Bella, a typically inquisitive seven-month-old Labrador Retriever ate the pin while rummaging in a bin, having escaped through a pet gate that had been left open accidentally. She was caught in the act by her owners Will Maisey and Sarah Ritchie, who live in Milton Keynes, but quickly swallowed the inadvisable appetiser before they had a chance to grab her.

She was rushed to her local pet emergency clinic  in Milton Keynes and X-rays showed that the safety pin was lying in her oesophagus. She was referred to the internal medicine team at Davies, the Linnaeus-owned referral practice in Hertfordshire, for emergency treatment.

“It wasn’t possible to tell from her X-ray if the safety pin had perforated the oesophagus or not,” said Emma Rogers-Smith Internal Medicine Resident at Davies. “We discussed the options with the emergency team at Vets Now: either giving Bella a meal and making her sick or performing an emergency endoscopy.

“Whilst it was very likely that making her sick would have enabled the safety pin to be passed without complication, there was the risk of damage to the oesophagus which could lead to a life-threatening pneumothorax and subsequently require emergency surgery.

“Because of this risk the referring vets felt it was best to send Bella to us,” continued Emma. “But there is still a risk of oesophageal damage with endoscopic removal, especially given the fact that the safety pin was open”.

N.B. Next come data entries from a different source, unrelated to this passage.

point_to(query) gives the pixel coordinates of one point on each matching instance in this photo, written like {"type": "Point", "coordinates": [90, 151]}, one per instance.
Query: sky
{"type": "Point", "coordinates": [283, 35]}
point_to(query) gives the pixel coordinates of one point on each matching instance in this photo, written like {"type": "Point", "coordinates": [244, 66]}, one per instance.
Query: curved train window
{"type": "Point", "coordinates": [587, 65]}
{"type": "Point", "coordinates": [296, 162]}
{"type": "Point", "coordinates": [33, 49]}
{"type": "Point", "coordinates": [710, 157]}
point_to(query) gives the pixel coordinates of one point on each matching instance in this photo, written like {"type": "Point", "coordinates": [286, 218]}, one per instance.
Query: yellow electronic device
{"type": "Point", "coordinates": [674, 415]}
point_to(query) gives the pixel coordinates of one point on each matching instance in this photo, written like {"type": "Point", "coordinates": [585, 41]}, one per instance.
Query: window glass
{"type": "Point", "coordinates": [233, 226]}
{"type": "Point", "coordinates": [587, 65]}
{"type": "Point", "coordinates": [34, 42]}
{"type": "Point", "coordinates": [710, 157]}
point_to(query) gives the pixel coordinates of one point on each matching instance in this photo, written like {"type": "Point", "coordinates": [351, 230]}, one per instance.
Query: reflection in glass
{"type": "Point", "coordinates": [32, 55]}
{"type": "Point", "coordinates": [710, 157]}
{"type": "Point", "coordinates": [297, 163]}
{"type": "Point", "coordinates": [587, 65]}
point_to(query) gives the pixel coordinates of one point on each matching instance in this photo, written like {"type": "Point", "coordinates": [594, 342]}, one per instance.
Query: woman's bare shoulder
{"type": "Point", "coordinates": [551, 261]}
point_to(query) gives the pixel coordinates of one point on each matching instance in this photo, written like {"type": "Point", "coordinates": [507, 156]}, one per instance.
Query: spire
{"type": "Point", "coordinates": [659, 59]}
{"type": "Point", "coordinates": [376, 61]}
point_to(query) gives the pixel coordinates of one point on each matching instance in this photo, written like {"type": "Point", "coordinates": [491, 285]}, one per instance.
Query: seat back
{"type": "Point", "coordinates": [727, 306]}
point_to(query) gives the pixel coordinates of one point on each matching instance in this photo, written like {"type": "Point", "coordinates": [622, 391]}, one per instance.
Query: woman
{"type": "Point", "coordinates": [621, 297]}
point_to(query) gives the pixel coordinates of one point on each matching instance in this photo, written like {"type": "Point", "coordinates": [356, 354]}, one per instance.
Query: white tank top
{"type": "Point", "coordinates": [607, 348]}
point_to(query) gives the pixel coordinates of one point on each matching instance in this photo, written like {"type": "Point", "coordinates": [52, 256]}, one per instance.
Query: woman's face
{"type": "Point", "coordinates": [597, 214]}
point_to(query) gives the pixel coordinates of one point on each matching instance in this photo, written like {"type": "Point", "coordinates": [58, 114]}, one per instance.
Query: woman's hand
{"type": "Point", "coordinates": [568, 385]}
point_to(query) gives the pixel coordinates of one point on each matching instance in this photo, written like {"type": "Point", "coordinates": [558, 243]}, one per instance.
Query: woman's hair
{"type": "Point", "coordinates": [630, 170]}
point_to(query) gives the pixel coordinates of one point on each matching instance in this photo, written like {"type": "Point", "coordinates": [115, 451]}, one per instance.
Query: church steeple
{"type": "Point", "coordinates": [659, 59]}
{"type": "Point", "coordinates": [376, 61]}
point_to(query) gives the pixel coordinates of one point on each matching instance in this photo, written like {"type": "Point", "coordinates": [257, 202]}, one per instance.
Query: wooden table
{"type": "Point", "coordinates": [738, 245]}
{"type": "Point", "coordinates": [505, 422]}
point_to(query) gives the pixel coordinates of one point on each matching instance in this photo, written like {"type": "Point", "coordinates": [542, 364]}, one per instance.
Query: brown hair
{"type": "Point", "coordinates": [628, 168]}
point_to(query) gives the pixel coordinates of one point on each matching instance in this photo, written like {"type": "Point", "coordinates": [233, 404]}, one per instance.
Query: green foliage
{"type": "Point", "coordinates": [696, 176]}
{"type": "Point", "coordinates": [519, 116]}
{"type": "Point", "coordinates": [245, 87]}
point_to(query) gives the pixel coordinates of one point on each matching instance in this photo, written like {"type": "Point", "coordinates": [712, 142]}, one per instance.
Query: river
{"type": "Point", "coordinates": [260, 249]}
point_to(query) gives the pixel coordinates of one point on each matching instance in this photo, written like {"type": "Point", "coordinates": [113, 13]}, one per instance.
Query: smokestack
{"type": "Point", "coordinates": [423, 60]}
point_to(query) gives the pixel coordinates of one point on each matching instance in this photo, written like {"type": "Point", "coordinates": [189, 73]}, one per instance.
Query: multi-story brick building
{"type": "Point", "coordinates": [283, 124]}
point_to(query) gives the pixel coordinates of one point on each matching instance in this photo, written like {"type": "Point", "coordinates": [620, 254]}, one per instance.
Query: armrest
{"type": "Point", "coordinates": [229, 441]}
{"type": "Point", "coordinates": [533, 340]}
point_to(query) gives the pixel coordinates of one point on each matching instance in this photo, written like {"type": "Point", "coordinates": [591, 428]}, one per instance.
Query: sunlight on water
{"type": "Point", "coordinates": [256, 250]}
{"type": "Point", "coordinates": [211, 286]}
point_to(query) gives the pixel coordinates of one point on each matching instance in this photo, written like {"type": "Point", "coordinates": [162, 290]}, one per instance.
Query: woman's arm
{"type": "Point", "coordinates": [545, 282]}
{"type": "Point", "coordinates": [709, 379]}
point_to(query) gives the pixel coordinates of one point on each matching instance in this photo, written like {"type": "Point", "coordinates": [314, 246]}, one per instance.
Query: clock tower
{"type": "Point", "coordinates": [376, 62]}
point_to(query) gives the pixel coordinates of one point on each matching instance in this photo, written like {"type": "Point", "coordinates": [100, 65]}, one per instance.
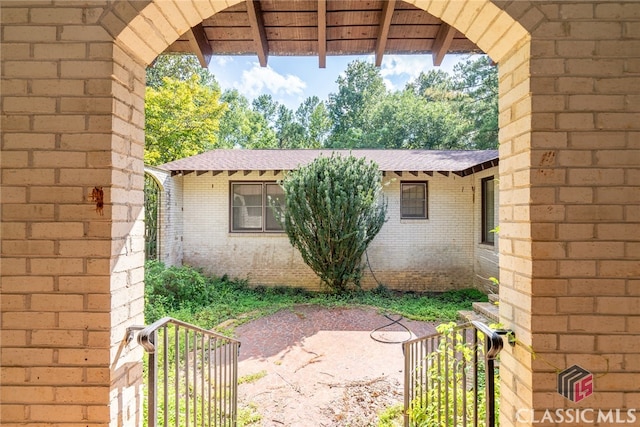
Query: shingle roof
{"type": "Point", "coordinates": [458, 162]}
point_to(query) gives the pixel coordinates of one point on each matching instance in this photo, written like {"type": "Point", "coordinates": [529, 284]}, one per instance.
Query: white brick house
{"type": "Point", "coordinates": [441, 206]}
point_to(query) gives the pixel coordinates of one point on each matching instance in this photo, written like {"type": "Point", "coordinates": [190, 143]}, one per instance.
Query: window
{"type": "Point", "coordinates": [488, 210]}
{"type": "Point", "coordinates": [413, 200]}
{"type": "Point", "coordinates": [252, 206]}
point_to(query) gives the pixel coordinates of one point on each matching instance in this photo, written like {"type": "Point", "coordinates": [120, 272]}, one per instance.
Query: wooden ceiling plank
{"type": "Point", "coordinates": [258, 32]}
{"type": "Point", "coordinates": [322, 33]}
{"type": "Point", "coordinates": [200, 45]}
{"type": "Point", "coordinates": [385, 23]}
{"type": "Point", "coordinates": [442, 43]}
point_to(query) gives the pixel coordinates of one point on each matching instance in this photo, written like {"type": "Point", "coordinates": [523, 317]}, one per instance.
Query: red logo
{"type": "Point", "coordinates": [575, 383]}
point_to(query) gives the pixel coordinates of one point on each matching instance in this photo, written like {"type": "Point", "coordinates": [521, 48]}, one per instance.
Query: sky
{"type": "Point", "coordinates": [290, 80]}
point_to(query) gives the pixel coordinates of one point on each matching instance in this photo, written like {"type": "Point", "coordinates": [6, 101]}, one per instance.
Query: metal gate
{"type": "Point", "coordinates": [451, 377]}
{"type": "Point", "coordinates": [192, 375]}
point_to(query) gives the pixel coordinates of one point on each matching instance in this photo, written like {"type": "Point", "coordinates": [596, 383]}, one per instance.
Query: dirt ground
{"type": "Point", "coordinates": [320, 367]}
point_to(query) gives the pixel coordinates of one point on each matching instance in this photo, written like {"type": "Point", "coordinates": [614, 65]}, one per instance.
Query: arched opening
{"type": "Point", "coordinates": [505, 41]}
{"type": "Point", "coordinates": [152, 204]}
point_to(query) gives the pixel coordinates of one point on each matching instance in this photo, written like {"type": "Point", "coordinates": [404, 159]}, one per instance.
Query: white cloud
{"type": "Point", "coordinates": [258, 80]}
{"type": "Point", "coordinates": [405, 67]}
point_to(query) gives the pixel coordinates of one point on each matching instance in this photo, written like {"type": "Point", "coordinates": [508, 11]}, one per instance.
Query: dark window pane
{"type": "Point", "coordinates": [274, 207]}
{"type": "Point", "coordinates": [488, 210]}
{"type": "Point", "coordinates": [247, 207]}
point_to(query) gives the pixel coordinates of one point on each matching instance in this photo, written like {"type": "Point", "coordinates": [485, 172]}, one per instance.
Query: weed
{"type": "Point", "coordinates": [392, 416]}
{"type": "Point", "coordinates": [187, 294]}
{"type": "Point", "coordinates": [251, 378]}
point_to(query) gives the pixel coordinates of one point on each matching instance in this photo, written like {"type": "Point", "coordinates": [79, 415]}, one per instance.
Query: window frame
{"type": "Point", "coordinates": [486, 236]}
{"type": "Point", "coordinates": [425, 185]}
{"type": "Point", "coordinates": [264, 206]}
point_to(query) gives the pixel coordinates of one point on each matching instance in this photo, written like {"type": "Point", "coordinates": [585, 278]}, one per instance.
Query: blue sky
{"type": "Point", "coordinates": [290, 80]}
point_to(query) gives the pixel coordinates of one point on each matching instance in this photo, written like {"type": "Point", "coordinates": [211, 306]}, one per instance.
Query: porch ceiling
{"type": "Point", "coordinates": [322, 28]}
{"type": "Point", "coordinates": [232, 161]}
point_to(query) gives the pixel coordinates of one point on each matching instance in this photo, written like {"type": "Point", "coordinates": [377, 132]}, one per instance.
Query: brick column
{"type": "Point", "coordinates": [72, 109]}
{"type": "Point", "coordinates": [570, 246]}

Bella was anaesthetised and the safety pin was retrieved from her distal oesophagus with both the anaesthesia and soft tissue surgery teams on standby in case she needed emergency surgery. Thankfully there were no complications with the procedure. Bella recovered quickly and was discharged the same afternoon.

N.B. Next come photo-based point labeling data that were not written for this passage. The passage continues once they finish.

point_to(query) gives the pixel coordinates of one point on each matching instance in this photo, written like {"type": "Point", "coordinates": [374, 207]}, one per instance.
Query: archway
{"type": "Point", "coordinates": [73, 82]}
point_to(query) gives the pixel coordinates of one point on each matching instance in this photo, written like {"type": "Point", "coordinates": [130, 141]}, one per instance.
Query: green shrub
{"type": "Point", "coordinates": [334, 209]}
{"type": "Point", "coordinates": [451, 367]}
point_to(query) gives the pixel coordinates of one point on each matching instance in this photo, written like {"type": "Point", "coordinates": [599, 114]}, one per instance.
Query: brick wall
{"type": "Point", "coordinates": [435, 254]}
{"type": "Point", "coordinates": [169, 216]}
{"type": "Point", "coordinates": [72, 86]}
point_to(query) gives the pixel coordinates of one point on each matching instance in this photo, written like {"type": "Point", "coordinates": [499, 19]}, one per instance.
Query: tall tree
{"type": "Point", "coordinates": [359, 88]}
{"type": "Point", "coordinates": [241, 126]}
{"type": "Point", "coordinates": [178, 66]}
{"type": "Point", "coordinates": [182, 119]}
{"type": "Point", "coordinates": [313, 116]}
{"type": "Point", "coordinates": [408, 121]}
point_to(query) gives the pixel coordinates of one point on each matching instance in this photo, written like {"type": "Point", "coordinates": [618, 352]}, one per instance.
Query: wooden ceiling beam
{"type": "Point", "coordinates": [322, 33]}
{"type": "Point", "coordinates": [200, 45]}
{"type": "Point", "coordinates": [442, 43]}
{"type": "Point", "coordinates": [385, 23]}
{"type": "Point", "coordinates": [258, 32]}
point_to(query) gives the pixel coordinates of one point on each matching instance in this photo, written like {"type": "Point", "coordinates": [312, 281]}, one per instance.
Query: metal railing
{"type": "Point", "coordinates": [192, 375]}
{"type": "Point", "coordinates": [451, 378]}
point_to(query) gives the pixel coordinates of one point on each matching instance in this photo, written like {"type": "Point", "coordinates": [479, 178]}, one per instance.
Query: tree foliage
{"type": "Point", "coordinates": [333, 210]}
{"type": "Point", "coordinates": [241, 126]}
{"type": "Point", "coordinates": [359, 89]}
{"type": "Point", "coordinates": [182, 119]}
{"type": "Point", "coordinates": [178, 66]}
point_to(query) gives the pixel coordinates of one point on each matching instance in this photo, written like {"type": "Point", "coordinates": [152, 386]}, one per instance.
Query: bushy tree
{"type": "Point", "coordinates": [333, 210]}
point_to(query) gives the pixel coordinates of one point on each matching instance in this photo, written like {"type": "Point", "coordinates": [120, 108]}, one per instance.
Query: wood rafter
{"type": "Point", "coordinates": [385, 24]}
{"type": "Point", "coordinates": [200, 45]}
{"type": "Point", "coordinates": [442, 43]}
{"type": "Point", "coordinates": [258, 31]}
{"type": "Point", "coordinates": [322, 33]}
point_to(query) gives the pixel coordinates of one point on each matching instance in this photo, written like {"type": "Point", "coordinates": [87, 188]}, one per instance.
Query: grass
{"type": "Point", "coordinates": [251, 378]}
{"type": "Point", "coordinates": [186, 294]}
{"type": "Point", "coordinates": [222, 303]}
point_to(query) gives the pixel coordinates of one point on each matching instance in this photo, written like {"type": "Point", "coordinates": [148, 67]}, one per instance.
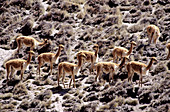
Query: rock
{"type": "Point", "coordinates": [91, 97]}
{"type": "Point", "coordinates": [131, 101]}
{"type": "Point", "coordinates": [91, 107]}
{"type": "Point", "coordinates": [27, 27]}
{"type": "Point", "coordinates": [145, 97]}
{"type": "Point", "coordinates": [56, 89]}
{"type": "Point", "coordinates": [107, 95]}
{"type": "Point", "coordinates": [20, 89]}
{"type": "Point", "coordinates": [44, 95]}
{"type": "Point", "coordinates": [25, 104]}
{"type": "Point", "coordinates": [93, 87]}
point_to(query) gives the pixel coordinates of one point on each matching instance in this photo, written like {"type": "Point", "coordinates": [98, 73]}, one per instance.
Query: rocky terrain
{"type": "Point", "coordinates": [78, 25]}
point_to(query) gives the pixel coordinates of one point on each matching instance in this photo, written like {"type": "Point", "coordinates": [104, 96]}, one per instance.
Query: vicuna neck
{"type": "Point", "coordinates": [29, 59]}
{"type": "Point", "coordinates": [149, 65]}
{"type": "Point", "coordinates": [41, 43]}
{"type": "Point", "coordinates": [122, 63]}
{"type": "Point", "coordinates": [80, 62]}
{"type": "Point", "coordinates": [58, 52]}
{"type": "Point", "coordinates": [130, 50]}
{"type": "Point", "coordinates": [96, 52]}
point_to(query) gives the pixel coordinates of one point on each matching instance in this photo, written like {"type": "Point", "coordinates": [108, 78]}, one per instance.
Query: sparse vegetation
{"type": "Point", "coordinates": [78, 25]}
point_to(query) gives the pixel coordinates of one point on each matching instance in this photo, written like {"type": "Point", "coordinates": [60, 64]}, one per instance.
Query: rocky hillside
{"type": "Point", "coordinates": [78, 25]}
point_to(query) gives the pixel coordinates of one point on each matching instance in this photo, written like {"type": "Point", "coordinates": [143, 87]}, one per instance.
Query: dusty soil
{"type": "Point", "coordinates": [78, 25]}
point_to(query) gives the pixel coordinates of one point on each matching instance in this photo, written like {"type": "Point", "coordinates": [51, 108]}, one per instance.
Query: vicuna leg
{"type": "Point", "coordinates": [140, 78]}
{"type": "Point", "coordinates": [51, 67]}
{"type": "Point", "coordinates": [19, 44]}
{"type": "Point", "coordinates": [72, 77]}
{"type": "Point", "coordinates": [92, 64]}
{"type": "Point", "coordinates": [98, 72]}
{"type": "Point", "coordinates": [168, 55]}
{"type": "Point", "coordinates": [12, 72]}
{"type": "Point", "coordinates": [151, 36]}
{"type": "Point", "coordinates": [39, 65]}
{"type": "Point", "coordinates": [60, 71]}
{"type": "Point", "coordinates": [111, 76]}
{"type": "Point", "coordinates": [63, 78]}
{"type": "Point", "coordinates": [22, 72]}
{"type": "Point", "coordinates": [8, 71]}
{"type": "Point", "coordinates": [155, 37]}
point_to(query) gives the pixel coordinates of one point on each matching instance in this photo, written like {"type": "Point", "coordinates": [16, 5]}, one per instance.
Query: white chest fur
{"type": "Point", "coordinates": [76, 71]}
{"type": "Point", "coordinates": [56, 61]}
{"type": "Point", "coordinates": [97, 59]}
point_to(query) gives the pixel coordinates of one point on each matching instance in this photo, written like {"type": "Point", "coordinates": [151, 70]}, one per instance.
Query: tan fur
{"type": "Point", "coordinates": [139, 68]}
{"type": "Point", "coordinates": [91, 56]}
{"type": "Point", "coordinates": [29, 42]}
{"type": "Point", "coordinates": [70, 68]}
{"type": "Point", "coordinates": [18, 64]}
{"type": "Point", "coordinates": [168, 47]}
{"type": "Point", "coordinates": [49, 58]}
{"type": "Point", "coordinates": [108, 67]}
{"type": "Point", "coordinates": [153, 33]}
{"type": "Point", "coordinates": [121, 51]}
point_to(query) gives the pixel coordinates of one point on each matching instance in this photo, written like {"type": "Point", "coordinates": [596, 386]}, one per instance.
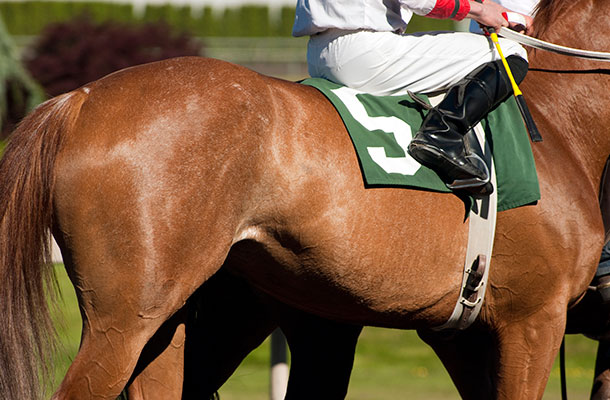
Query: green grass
{"type": "Point", "coordinates": [390, 364]}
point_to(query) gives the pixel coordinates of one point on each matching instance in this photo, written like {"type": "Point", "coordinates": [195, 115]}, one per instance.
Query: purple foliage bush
{"type": "Point", "coordinates": [70, 54]}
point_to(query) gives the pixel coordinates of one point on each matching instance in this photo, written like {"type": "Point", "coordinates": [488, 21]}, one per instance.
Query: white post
{"type": "Point", "coordinates": [279, 366]}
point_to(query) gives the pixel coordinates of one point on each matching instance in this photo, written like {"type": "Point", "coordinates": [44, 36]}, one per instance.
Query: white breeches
{"type": "Point", "coordinates": [385, 63]}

“Bella is a typical Labrador puppy and always hungry,” said Will Maisey. “We pin the problem on her gluttony - everything, whether it’s food or not, is potentially gourmet cuisine to her. The pin was only in the bin because Sarah had inadvertently thrown it away with a printed number from a recent running competition!

“We were understandably distraught, but Emma was so quick, efficient and skilled with the emergency endoscopy and now Bella is back to her normal exuberant self. In future we will be double checking the pet gate and keeping discarded safety pins closed!”